Pengertian dari konstitusi itu sendiri berasal dari kata latin constitutio yang berkaitan erat dengan kata jus atau ius yang berarti hukum atau prinsip.[3] Menurut Kamus Besar Bahasa Indonesia, kata konstitusi merujuk pada pengertian 1segala ketentuan dan aturan tentang ketatanegaraan (undang-undang dasar, dsb) dan 2undang-undang dasar suatu negara.[4] Kedua pengertian yang digambarkan tersebut merupakan pengertian konstitusi dalam artian luas dan sempit, sementara pada tulisan ini pengertian konstitusi lebih dititik beratkan dalam artian sempit, yakni konstitusi sebagai undang-undang dasar suatu negara, yang dalam hal ini adalah Indonesia.

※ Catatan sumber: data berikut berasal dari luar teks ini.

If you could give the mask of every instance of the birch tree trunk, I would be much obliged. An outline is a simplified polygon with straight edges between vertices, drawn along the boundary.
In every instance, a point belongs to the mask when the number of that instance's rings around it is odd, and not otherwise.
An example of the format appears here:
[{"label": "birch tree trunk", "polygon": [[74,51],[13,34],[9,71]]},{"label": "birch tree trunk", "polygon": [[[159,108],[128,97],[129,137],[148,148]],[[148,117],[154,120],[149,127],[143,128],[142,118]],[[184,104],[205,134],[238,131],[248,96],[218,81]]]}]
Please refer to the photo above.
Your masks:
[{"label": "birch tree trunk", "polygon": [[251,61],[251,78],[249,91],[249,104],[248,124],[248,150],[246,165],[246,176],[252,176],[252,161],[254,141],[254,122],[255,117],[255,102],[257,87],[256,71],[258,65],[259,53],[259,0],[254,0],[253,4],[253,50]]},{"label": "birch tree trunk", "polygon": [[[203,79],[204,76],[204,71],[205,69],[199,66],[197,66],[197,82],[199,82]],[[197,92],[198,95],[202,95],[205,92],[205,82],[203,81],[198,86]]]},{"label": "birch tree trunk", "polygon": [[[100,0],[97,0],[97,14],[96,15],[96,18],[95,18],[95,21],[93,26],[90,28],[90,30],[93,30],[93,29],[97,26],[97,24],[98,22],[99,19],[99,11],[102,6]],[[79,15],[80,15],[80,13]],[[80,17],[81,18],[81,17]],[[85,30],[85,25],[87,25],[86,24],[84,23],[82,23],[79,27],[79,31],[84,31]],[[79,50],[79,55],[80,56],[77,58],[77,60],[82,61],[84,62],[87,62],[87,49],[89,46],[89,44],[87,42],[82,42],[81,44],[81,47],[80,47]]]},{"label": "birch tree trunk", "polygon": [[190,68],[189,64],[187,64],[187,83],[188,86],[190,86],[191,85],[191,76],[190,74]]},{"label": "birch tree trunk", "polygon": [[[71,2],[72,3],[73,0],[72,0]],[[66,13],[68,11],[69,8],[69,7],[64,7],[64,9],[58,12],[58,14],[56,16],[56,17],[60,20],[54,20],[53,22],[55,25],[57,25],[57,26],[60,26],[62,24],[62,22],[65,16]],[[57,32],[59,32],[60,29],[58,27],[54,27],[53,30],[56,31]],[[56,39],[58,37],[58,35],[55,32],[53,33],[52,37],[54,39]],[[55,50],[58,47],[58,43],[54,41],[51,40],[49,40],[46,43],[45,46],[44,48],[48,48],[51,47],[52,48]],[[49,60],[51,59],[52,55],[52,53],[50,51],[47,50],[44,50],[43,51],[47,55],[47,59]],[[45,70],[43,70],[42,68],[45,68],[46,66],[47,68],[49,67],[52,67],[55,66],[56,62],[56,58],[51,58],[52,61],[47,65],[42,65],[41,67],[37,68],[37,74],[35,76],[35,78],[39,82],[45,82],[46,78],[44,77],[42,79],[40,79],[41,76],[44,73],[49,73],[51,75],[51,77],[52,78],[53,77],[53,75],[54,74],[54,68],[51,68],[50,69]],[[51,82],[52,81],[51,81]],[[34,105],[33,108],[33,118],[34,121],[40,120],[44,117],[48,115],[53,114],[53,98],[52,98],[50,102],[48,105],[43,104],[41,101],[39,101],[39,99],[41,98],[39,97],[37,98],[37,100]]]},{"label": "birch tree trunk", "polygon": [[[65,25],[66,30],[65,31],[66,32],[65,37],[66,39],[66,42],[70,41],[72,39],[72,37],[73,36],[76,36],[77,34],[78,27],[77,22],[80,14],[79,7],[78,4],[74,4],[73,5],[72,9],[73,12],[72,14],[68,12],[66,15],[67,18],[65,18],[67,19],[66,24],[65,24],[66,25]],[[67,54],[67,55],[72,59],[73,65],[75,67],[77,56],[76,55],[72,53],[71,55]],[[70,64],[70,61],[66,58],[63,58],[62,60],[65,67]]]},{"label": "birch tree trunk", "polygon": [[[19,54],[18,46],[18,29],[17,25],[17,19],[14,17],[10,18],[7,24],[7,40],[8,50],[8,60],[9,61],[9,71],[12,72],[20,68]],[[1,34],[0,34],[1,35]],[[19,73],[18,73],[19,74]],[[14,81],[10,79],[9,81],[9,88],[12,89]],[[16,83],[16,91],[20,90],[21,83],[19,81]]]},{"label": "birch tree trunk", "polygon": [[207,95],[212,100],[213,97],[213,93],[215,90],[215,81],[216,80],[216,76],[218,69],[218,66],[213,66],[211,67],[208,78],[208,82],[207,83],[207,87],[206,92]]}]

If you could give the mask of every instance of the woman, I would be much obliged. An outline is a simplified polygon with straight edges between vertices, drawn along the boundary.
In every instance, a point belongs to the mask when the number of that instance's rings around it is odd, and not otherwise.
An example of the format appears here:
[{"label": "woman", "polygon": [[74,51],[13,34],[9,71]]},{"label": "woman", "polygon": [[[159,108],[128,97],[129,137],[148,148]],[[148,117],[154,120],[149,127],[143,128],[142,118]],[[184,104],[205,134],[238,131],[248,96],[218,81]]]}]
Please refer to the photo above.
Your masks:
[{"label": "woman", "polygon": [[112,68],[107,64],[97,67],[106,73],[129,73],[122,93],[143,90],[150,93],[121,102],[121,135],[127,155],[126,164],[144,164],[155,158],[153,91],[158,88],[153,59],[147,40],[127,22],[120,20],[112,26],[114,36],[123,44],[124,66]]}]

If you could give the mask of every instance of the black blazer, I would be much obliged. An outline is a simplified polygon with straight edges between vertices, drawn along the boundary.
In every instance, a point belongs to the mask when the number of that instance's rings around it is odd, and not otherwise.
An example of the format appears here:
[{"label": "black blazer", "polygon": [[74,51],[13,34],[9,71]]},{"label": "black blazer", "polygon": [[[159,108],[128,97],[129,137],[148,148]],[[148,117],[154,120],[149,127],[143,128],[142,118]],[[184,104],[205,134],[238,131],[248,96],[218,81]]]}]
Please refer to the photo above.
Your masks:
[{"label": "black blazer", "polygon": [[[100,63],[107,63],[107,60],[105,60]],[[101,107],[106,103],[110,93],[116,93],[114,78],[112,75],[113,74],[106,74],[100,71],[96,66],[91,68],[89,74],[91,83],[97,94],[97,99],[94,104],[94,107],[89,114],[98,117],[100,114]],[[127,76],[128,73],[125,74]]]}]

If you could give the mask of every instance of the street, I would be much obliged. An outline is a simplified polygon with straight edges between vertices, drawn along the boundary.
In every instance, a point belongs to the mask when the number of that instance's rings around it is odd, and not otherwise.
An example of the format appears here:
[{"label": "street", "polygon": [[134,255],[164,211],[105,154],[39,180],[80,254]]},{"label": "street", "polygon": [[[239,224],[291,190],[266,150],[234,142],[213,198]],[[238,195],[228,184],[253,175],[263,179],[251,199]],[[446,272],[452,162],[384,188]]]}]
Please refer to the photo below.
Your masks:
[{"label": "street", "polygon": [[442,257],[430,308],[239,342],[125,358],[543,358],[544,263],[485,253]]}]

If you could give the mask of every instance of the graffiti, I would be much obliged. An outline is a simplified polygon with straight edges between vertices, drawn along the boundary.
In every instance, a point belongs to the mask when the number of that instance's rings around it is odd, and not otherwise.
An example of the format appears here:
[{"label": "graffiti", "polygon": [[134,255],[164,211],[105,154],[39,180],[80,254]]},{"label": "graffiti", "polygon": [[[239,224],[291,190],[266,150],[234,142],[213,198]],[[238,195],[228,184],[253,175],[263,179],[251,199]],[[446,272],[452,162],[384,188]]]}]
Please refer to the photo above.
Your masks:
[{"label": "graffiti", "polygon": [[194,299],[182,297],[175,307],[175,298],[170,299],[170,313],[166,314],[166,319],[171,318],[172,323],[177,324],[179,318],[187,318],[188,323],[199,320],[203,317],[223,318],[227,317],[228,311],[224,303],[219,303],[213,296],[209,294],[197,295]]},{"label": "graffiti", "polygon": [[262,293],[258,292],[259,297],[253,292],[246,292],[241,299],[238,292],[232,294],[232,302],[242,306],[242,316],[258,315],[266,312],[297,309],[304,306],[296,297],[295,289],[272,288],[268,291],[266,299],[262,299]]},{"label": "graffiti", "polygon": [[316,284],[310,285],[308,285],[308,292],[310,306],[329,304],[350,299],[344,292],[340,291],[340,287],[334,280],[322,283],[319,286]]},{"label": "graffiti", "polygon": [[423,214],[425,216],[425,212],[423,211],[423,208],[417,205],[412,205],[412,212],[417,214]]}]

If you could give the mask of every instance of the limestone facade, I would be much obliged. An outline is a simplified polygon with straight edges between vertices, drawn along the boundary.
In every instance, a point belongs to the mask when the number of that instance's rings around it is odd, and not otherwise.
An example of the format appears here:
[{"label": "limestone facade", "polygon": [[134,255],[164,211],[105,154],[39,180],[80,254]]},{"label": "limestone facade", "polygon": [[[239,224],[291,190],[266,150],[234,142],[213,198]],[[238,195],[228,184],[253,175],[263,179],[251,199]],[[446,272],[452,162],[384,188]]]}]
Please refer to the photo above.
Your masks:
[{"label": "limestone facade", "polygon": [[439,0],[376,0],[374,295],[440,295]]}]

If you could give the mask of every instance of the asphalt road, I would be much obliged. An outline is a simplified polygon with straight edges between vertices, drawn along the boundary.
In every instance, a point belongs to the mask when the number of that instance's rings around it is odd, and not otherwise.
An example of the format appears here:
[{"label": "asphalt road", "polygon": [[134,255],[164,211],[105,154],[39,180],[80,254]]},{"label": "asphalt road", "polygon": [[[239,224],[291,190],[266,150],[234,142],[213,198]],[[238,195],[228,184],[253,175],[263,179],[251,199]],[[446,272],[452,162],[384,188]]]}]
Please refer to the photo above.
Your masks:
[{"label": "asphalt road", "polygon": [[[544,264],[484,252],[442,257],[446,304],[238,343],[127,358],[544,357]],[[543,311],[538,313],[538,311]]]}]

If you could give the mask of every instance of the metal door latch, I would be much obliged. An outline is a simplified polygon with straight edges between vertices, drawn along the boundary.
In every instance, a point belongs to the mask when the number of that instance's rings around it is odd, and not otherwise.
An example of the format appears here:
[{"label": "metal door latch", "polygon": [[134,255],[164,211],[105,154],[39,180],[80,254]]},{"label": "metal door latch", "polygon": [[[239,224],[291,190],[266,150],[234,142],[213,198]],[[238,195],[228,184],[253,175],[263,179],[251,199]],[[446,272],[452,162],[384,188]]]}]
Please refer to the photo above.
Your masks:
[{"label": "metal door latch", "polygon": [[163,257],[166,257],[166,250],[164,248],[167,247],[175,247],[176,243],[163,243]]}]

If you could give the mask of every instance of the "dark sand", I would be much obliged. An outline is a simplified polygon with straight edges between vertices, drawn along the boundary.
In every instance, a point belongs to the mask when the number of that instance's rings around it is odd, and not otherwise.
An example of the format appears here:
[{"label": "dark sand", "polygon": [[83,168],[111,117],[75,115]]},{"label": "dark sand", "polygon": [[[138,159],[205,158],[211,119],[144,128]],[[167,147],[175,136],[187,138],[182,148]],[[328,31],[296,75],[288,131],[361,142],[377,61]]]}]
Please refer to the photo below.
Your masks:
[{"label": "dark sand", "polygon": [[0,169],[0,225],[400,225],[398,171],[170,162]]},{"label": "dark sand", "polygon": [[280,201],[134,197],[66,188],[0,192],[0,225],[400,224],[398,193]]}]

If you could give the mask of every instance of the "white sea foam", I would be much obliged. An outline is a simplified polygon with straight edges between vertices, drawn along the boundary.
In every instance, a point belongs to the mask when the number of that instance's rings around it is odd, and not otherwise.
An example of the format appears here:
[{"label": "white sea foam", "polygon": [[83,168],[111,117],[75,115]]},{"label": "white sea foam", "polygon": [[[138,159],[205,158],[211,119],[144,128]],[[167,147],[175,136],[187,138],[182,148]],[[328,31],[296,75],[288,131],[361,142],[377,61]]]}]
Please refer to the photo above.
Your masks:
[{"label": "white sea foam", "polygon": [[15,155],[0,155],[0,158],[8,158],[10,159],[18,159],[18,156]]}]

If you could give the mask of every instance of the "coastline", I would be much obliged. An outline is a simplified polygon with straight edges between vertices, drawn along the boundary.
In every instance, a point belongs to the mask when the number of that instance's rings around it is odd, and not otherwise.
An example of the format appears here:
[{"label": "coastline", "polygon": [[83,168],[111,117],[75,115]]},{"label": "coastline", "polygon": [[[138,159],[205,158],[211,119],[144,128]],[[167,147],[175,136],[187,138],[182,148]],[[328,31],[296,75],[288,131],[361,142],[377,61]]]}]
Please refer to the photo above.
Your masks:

Tidak dapat dipungkiri sebuah konstitusi memiliki masa tersendiri, hal ini sejalan dengan teori yang menyatakan bahwa konstitusi merupakan suatu produk kesepakatan politik, dimana berlandaskan pada kondisi politik, ekonomi, sosial, dan budaya pada saat dibuat.[5] Karena itulah konstitusi memiliki keterbatasan dalam menyelesaikan permasalahan ketatanegaraan kontemporer, dimana persoalan-persoalan tersebut tidak dapat dijawab karena sifatnya yang insidentil ataupun temporer yang terkadang jauh dari logika konstitusi itu sendiri.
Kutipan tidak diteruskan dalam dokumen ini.